My foot looks pretty good, considering. I mean, the bunion is really gone, which is actually hard for me to believe. This thing, that became even bigger in my head, and caused the kind of fear that nuclear disaster incurs in most sane folks, is really gone, and with it all the worrying I did about it. I was really convinced for many years that if I had this surgery, I really might never be able to walk again. I’d gone to many doctors and none of them were encouraging about how this thing could go down. The horror stories on the internet all seemed to be penned by Stephen King. I worked myself into a panicked frenzy about this surgery, all the while having less and less function in my foot. There seemed to me no good way out. And it caused me a huge amount of internal stress, and fear about my being able to be active for the rest of my life. So, actual surgery aside, just the fact that I was able to make the choice to have this surgery, and take this chance, has freed up a significant area of my brain. It’s sort of amazing, really. I might be able to learn some new stuff with all that space.
And here’s the thing that’s even more amazing. I am terrible at trying to stay in the moment. It’s something that I have been working on for like 20 years. I am a horrible meditator, because I am wondering if I can jam 20 minutes into 15, and I have a difficult time with all the stuff that keeps parading through my mind while I’m trying to shut it off. But this surgery, this surgery has FORCED me to stay in the moment, which I’ve been doing pretty successfully. I have been taking it a week at a time, measuring the small successes and changes and doing something that I never do, NOT THINKING ABOUT THE FUTURE. I mean, I am to some extent, but really, I’m letting it play out daily, grasping each day’s changes, and trying to stay right there in it. See, the thing here is that yes, the bunion is gone, yes I am doing well, no infection, getting more and more mobility, but I have yet to walk on my real foot, sans that sad looking boot. That will be when I will really know if this thing has worked. This was not a surgery so I could wear cute shoes (but GOD KNOWS, it’s a nice side effect and I am perusing shoes online every single day), but a surgery for function, a surgery that will make my foot work again, the way it hasn’t been able to for a good long time now. But this lesson I’ve learned about the present, from my wonky foot, is an incredible side effect, and not one the doctor told me about!

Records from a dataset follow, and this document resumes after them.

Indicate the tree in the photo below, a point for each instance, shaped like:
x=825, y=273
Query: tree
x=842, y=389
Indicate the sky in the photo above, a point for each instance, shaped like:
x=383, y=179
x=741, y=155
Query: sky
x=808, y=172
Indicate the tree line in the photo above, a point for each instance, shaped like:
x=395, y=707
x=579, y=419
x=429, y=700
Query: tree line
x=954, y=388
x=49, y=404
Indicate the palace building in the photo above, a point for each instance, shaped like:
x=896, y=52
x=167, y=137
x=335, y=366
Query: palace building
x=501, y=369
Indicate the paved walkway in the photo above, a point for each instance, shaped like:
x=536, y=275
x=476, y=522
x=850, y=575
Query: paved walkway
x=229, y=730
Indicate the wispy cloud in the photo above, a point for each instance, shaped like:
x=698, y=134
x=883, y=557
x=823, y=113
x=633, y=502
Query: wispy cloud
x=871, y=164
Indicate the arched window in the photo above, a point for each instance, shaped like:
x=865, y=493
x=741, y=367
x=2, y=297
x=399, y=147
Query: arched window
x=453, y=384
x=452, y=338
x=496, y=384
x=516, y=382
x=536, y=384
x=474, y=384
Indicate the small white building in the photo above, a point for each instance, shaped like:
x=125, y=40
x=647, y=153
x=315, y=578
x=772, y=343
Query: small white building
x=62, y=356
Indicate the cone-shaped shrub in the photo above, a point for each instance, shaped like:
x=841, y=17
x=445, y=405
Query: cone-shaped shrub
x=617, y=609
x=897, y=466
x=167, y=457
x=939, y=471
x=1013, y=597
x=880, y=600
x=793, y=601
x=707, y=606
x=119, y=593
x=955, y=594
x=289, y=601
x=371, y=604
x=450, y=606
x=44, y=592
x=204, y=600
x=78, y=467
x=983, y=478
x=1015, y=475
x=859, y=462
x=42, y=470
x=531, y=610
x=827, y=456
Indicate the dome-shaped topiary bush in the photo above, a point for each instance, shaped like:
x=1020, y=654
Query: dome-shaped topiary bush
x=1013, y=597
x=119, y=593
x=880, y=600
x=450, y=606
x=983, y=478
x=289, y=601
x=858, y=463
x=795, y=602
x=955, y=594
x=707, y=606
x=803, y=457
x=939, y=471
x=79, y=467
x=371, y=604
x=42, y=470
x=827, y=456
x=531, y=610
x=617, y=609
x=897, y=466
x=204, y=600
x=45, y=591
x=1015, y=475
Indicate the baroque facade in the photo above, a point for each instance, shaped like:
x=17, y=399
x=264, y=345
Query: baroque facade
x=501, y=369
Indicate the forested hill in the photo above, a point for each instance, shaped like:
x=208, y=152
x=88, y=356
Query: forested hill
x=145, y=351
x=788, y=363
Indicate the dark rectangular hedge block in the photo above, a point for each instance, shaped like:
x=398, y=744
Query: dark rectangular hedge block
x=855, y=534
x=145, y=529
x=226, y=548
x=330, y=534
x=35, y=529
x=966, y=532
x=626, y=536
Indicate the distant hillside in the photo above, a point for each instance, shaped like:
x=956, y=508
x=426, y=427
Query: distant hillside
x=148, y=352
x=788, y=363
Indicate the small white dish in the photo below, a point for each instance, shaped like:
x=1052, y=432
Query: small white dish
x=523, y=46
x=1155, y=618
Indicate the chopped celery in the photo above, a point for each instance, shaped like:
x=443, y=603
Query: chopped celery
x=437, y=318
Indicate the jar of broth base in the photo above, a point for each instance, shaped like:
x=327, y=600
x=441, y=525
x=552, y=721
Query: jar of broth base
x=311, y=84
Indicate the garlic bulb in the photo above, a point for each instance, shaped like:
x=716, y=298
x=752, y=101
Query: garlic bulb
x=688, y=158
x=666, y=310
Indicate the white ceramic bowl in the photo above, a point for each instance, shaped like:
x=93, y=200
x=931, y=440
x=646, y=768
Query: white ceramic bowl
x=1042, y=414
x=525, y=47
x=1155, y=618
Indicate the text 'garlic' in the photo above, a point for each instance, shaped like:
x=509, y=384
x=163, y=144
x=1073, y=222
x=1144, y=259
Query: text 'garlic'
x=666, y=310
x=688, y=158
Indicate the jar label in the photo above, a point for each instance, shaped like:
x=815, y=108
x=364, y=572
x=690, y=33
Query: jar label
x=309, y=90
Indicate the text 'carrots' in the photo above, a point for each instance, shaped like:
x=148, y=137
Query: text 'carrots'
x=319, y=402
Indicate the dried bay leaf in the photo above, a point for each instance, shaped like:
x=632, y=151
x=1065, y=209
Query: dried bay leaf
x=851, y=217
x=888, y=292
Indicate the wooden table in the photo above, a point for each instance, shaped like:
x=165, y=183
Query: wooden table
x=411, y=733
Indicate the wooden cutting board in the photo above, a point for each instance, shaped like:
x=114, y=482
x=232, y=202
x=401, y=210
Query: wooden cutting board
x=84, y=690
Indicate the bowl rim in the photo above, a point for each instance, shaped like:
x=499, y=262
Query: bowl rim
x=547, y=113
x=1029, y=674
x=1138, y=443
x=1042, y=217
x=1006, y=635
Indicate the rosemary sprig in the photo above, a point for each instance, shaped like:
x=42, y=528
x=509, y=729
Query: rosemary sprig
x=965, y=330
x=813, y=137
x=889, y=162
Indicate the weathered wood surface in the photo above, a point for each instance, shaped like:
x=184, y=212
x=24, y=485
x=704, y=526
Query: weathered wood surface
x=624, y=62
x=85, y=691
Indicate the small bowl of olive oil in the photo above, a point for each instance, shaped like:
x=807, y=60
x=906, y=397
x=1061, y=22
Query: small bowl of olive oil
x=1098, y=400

As far as the physical health of my foot, so far, so good. My ankle is now loose and freely moving around. The discoloration and black and blue’s are almost gone. My swelling is minimal, but so is my walking. I have chosen to be a right wing conservative with this thing. I am not overdoing it, not pushing it, but instead allowing it to heal properly. I didn’t go through this to mess it up now, just because I am tired of not being able to do much walking (not that I am not BORED OUT OF MY EVER LOVING MIND, OR DYING TO COOK A DESCENT MEAL WITH A VEGETABLE OTHER THAN POTATO CHIPS IN IT). But let’s face it, what’s a few months, when it comes to something that’s practically gobbled up your soul for the last 10 years.
Next week, the boot is history, and physical therapy begins. This is when I’ll find out if I’m going to be a couch potato for the rest of my life, or an active member of society. I’m hoping it’s the latter, but we’ll see. Either way, I had the surgery, I was able to make a choice and able to learn a thing or two about being present, and not projecting. Who would have thought that miserable bump had anything to teach me?